Present features included in my pathtracer. See below for sample renders and performance analysis!
- Basic Pathtracing
- Diffuse BxDF scattering
- Scene construction
- Sphere and Box intersections
- Terminated Ray Stream Compaction
- Per iteration
- Only launches ray threads that have not yet terminated
- Material sorting
- Sorts ray intersections pre-shading
- Warp-aware
- Reflection BxDF
- Perfect specular reflection
- Refraction BxDF
- Includes Fresnel effects using Schlick's approximation
- Anti-aliasing
- Camera rays are jittered, enhancing scene convergence
- Improves edge representation at the cost of first bounce caching
- OBJ mesh loading with tiny_obj_loader
- Supports all mesh types
- Includes mesh bounding box intersection test optimization
- Uses ray-triangle intersection methods
- Choose between barycentric normal interpolation and facet normals
- Supports all BxDFs mentioned above
- Does not include textures ... yet
- Does not include KD-tree acceleration ... yet
- Without acceleration, practical limitations on mesh size
A Standard scene. Cornell box with diffuse boxes and specular spheres.
Ideal, specularly reflective spheres.
Refractive spheres using Schlick's approximation.
Arbitrary mesh loading. Only relatively low-poly meshes supported.
As described above, stream compaction terminates rays that intersect emissive sources and rays that don't intersect any scene geometry. Within a single iteraction we can observe this as follows:
We see that the number of rays we need to launch decreases with ray depth per iteration. The cost of stream compaction is executing the algorithm described in the introduction. In practice, we see real speedup effects for ray bounce depths greater than or equal to 29 for an 800 x 800 resolution camera:
Until this transition point, the cost of stream compaction outweighs its benefits.
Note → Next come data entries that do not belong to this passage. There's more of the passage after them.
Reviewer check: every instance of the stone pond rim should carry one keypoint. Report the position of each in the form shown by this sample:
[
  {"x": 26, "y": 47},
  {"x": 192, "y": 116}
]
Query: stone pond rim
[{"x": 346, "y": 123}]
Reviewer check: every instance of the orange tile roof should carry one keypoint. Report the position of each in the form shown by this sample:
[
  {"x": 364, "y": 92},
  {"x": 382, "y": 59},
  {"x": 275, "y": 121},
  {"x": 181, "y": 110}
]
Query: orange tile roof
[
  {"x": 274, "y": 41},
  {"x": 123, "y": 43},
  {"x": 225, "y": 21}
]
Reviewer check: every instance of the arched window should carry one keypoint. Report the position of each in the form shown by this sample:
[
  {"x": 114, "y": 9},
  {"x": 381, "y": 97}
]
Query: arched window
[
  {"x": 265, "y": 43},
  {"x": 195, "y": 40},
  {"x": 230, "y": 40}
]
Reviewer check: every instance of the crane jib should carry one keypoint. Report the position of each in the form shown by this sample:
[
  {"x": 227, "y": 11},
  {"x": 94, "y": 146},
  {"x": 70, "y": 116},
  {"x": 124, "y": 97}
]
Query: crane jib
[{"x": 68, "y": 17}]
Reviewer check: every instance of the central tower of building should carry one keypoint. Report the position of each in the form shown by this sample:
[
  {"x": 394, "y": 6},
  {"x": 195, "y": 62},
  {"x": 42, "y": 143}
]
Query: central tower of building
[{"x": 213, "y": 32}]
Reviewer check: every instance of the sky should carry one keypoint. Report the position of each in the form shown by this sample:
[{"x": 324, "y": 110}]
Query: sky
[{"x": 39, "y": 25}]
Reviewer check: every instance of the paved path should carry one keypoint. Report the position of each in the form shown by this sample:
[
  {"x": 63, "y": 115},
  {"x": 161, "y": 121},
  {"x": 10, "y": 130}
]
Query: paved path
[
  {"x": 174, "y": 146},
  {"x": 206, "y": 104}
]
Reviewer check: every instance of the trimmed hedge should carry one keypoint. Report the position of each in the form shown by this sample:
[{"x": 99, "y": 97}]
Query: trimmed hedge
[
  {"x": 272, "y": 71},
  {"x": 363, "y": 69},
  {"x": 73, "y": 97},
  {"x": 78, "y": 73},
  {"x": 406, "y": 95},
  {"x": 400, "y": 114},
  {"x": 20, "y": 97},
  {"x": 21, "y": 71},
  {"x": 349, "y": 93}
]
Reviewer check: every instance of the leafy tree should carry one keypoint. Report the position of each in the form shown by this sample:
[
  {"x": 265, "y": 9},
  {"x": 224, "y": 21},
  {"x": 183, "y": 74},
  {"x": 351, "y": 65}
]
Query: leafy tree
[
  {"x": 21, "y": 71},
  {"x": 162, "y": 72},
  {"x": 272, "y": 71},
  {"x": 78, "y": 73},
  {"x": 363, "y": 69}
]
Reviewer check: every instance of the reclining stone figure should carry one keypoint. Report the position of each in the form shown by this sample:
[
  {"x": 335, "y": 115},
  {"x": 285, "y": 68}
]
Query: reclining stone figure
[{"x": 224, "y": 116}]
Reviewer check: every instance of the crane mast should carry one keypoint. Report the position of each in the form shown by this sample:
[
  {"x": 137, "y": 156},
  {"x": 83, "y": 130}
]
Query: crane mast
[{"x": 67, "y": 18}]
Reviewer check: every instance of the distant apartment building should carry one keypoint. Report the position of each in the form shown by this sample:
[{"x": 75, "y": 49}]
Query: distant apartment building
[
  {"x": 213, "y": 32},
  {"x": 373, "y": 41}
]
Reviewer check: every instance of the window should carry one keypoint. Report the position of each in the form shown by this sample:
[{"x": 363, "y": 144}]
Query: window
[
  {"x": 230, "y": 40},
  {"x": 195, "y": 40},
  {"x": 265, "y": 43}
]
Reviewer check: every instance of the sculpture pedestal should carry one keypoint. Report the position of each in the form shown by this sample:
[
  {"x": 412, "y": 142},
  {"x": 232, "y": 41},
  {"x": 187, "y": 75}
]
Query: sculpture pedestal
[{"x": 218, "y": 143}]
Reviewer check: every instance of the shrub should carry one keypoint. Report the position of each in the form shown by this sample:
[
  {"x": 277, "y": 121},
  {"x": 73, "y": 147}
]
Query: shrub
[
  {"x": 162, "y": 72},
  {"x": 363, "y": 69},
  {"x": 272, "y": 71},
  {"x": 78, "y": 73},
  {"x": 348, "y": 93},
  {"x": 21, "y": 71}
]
As one might expect, stream compaction is particularly useful in non-closed scenes, such as the Cornell box, because rays that are directed away from scene geometry can be terminated early. The following table demonstrates the cost of closing the Cornell box in milliseconds per iteration (for a trace depth of 8). The relative cost is greater for stream compaction than it is for path tracing with no stream compaction.
Open | Closed | |
---|---|---|
Stream Compaction | 73.968 | 79.081 |
No Stream Compaction | 37.448 | 40.231 |
Both iterations (with stream compaction and no stream compaction) take longer to execute because there is more scene geometry, but the relative cost of stream compaction is greater because fewer rays terminate.
Material sorting efficiency boils down to whether or not it speeds up material shading sufficiently to offset the cost of sorting. For simpler scenes that involve fewer materials, and for scenes that primarily involve diffuse shading interactions, the cost of material sorting does not offset longer shading computation times. This is shown in the graph below, which measures milliseconds per iteration in a simple scene that includes three spheres (one diffuse, one refractive, and one reflective):
Three sample materials in a scene.
While we do in fact see a marginal decrease in shading computation time using material sorting, as with stream compaction, the cost of sorting outweighs its benefits.
Anti-aliasing improves image convergence. Rays are launched within individual pixels with random offsets per iteration, such that initial ray bounces are not identical. Caching these initial bounces would otherwise be useful, but anti-aliasing renders this practice useless while yielding superior edge representation. The two images below, taken after an identical number of iterations, demonstrate the utility of anti-aliasing.
No AA. Jagged edges can be seen on diffuse box. 150 iterations.
With AA. Jagged edges are smoothed. 150 iterations.